К. С. Станиславский в той главе «Моей жизни в искусстве», где он рассказывает о советском театре начала 20-х годов, пишет: «...многие решили, что переживание, психология — типичная при­надлежность буржуазного искусства, а пролетарское должно быть основано на физической культуре актера»[‡‡‡‡‡‡‡‡].

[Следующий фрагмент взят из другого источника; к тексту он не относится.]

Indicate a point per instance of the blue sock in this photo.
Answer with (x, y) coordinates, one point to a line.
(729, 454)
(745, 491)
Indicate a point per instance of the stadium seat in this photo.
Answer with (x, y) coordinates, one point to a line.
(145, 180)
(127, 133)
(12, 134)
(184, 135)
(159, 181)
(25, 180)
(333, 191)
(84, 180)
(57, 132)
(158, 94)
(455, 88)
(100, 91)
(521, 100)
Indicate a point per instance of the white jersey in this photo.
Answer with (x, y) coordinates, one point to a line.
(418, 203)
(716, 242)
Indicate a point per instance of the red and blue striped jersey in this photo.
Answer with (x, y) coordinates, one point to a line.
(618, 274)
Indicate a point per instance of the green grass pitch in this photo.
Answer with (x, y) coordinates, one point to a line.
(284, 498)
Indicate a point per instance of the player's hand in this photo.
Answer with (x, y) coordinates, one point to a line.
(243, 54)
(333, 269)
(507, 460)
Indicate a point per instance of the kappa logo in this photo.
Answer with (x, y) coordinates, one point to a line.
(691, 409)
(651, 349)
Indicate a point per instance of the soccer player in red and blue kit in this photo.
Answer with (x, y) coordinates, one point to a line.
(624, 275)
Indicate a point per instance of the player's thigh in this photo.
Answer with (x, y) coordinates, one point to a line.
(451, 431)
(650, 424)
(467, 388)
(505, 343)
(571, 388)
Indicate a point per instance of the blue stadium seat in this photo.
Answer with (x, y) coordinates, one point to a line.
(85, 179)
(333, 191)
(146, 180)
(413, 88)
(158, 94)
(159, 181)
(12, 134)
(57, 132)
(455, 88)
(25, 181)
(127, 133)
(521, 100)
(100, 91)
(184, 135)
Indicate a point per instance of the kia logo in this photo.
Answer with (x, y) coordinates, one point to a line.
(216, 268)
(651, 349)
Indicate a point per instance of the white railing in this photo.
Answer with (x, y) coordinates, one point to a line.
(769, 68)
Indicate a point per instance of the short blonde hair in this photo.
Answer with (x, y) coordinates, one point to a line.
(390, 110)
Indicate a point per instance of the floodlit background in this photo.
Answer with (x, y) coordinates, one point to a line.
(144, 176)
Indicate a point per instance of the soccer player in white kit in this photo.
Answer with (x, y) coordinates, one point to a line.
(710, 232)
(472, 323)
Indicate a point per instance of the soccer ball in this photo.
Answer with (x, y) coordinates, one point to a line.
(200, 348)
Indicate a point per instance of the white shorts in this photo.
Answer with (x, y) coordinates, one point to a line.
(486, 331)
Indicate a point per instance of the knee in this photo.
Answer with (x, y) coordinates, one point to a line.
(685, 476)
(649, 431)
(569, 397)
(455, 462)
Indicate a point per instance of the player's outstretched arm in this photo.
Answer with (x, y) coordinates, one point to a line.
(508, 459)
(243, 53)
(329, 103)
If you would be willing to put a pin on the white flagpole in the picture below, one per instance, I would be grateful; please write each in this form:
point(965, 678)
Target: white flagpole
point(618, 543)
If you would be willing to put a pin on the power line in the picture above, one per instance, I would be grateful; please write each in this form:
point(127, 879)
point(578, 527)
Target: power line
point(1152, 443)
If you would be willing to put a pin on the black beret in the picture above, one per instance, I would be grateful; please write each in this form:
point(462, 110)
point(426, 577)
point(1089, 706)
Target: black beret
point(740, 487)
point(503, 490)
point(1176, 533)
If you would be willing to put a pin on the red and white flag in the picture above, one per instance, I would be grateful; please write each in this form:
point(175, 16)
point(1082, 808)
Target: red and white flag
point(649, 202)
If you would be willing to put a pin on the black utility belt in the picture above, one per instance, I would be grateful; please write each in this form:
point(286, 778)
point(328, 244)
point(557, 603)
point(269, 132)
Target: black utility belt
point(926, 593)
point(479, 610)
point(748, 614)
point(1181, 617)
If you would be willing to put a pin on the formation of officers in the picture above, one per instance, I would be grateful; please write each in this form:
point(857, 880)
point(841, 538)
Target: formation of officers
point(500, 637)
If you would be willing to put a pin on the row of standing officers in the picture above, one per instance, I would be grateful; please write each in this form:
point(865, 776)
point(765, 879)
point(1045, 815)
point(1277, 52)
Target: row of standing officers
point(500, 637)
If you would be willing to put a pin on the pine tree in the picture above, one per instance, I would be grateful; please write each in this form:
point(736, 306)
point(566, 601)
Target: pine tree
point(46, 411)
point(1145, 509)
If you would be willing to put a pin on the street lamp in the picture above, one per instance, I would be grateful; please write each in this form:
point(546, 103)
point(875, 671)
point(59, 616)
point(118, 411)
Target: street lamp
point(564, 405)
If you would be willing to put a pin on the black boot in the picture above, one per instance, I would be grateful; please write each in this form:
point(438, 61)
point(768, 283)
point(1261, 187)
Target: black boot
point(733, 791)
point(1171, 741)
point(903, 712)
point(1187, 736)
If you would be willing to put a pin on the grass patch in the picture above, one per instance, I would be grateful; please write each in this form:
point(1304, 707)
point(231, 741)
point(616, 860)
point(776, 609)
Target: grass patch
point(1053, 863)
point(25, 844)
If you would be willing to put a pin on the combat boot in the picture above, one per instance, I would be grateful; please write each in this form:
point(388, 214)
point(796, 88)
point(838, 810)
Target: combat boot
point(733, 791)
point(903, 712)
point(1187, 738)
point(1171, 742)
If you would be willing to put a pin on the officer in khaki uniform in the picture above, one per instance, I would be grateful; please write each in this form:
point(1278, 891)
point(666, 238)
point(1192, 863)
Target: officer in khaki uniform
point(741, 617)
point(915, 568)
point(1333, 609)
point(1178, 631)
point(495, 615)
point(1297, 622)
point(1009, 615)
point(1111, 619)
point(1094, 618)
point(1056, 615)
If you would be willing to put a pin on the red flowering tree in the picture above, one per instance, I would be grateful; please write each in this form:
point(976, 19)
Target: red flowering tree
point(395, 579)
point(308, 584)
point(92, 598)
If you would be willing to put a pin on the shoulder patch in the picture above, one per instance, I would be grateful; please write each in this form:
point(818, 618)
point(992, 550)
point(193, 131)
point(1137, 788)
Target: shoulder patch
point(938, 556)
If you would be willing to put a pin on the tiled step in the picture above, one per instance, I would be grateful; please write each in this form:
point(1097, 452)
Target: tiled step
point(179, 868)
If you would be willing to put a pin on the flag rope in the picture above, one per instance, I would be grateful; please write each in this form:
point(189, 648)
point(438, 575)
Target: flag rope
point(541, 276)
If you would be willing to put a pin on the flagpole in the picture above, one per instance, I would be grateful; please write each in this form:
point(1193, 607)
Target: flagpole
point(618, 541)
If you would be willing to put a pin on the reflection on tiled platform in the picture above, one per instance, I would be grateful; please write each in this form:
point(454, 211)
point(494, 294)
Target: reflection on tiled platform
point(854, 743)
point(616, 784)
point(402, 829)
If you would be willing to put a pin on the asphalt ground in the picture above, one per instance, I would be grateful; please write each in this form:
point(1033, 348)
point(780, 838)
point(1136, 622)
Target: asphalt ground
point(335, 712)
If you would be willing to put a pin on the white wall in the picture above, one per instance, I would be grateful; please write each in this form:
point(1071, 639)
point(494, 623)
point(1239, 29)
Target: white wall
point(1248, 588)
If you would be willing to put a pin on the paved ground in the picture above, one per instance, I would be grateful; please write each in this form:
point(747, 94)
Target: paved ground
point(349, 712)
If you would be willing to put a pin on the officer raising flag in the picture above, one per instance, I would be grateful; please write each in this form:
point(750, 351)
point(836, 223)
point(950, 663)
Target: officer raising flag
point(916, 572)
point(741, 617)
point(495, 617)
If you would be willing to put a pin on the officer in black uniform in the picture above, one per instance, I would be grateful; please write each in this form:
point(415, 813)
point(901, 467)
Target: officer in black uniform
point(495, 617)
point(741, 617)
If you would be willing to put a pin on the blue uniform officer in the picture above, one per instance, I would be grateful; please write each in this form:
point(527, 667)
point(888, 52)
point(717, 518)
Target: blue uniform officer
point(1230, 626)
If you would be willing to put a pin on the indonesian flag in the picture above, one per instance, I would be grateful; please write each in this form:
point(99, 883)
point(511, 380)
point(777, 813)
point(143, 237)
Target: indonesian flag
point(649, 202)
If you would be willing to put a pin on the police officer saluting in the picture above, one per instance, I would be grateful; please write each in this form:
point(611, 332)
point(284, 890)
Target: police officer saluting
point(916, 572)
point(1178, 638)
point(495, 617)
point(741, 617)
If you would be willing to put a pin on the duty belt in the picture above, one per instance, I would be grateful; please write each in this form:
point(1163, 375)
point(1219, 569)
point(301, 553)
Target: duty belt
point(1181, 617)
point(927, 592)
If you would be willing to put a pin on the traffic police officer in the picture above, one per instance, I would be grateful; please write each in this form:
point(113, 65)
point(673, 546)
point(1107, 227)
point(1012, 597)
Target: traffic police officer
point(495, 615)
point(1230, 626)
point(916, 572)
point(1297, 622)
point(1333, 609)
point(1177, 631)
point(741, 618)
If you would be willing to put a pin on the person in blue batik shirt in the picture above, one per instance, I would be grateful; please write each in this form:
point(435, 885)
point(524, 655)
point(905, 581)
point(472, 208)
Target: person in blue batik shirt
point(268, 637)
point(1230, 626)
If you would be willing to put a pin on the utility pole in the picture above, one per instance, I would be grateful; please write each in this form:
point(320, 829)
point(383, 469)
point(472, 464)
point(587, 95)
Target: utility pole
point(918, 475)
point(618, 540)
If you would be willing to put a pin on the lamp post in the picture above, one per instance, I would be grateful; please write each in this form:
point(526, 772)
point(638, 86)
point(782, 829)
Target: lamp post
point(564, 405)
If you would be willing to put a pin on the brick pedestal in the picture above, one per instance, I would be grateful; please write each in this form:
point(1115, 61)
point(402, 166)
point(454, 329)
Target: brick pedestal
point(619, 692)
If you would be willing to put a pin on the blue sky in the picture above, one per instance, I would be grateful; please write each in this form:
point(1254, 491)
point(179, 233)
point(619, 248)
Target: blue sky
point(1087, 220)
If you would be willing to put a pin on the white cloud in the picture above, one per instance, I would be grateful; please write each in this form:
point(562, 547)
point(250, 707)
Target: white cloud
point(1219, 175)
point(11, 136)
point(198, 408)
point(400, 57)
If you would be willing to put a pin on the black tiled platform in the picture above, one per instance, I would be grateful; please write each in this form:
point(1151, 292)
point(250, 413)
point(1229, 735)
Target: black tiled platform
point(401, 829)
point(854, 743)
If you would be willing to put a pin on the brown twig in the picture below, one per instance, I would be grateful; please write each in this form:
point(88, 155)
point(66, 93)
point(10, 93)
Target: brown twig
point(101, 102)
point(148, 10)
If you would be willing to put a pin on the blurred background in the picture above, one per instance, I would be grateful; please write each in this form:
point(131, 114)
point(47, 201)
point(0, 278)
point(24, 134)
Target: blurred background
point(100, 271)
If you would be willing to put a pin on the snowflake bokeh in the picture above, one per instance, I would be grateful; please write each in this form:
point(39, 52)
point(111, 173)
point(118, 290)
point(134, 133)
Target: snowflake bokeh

Но нельзя пройти и мимо того, что Станиславский, говоря о достижениях советского театрального искусства, которые он уви­дел в 1924 году, по возвращении из заграничной гастрольной по­ездки МХАТ, приветствовал многие новшества Мейерхольда. Так, например, имея в виду устранение театрального занавеса, показ изнанки сцены, открытой в мейерхольдовских спектаклях взору зрителя, К. С. Станиславский писал: «Этим простым способом В. Э. Мейерхольд чрезвычайно талантливо, однажды и навсегда, покончил с театральным порталом, который мешает актеру и ре­жиссеру при некоторых интимных постановках... У В. Э. Мейер­хольда нет портала, нет большого пространства арки, которые приходится закрывать сукнами; зритель просто перестает замечать его и потому имеет возможность сосредоточить внимание на том, что хочет показать ему режиссер, будь то небольшая ширма или один предмет и т. п.»[§§§§§§§§]. Вслед за этим Станиславский говорит о достижениях в области внешней актерской и постановочной тех­ники: «Надо удивляться выдумке, таланту, разносторонности, сме­лости, остроумию, изворотливости, вкусу, знанию сцены изобрета­телей всех этик сценических новшеств и открытий. И я пою им дифирамбы»[*********]. Несомненно эти слова в первую очередь могут быть отнесены к Мейерхольду, хотя Станиславский и не называет тут его имени, как, впрочем, не называет имен и каких-либо дру­гих сценических деятелей. Однако свои похвальные слова по по­воду этих театральных новаций Станиславский сопровождает весьма серьезной оговоркой. Он говорит, что приветствует дости­жения внешней техники до тех пор, пока они помогают главным творческим задачам искусства — передаче в художественной фор­ме жизни человеческого духа. «Но с того момента,— подчеркивает Станиславский,— как физическая культура становится самоцелью в искусстве… с того момента, как она подавляет чувство, пережи­вание, я становлюсь ярым противником новых прекрасных дости­жений»[†††††††††]. И эта оговорка, конечно, тоже была адресована Мей­ерхольду, прежде всего тому Мейерхольду, который в статье «Одиночество Станиславского» демонстративно провозглашал свою враждебность «школе переживания» и закрепляющей ее до­стижения «системе».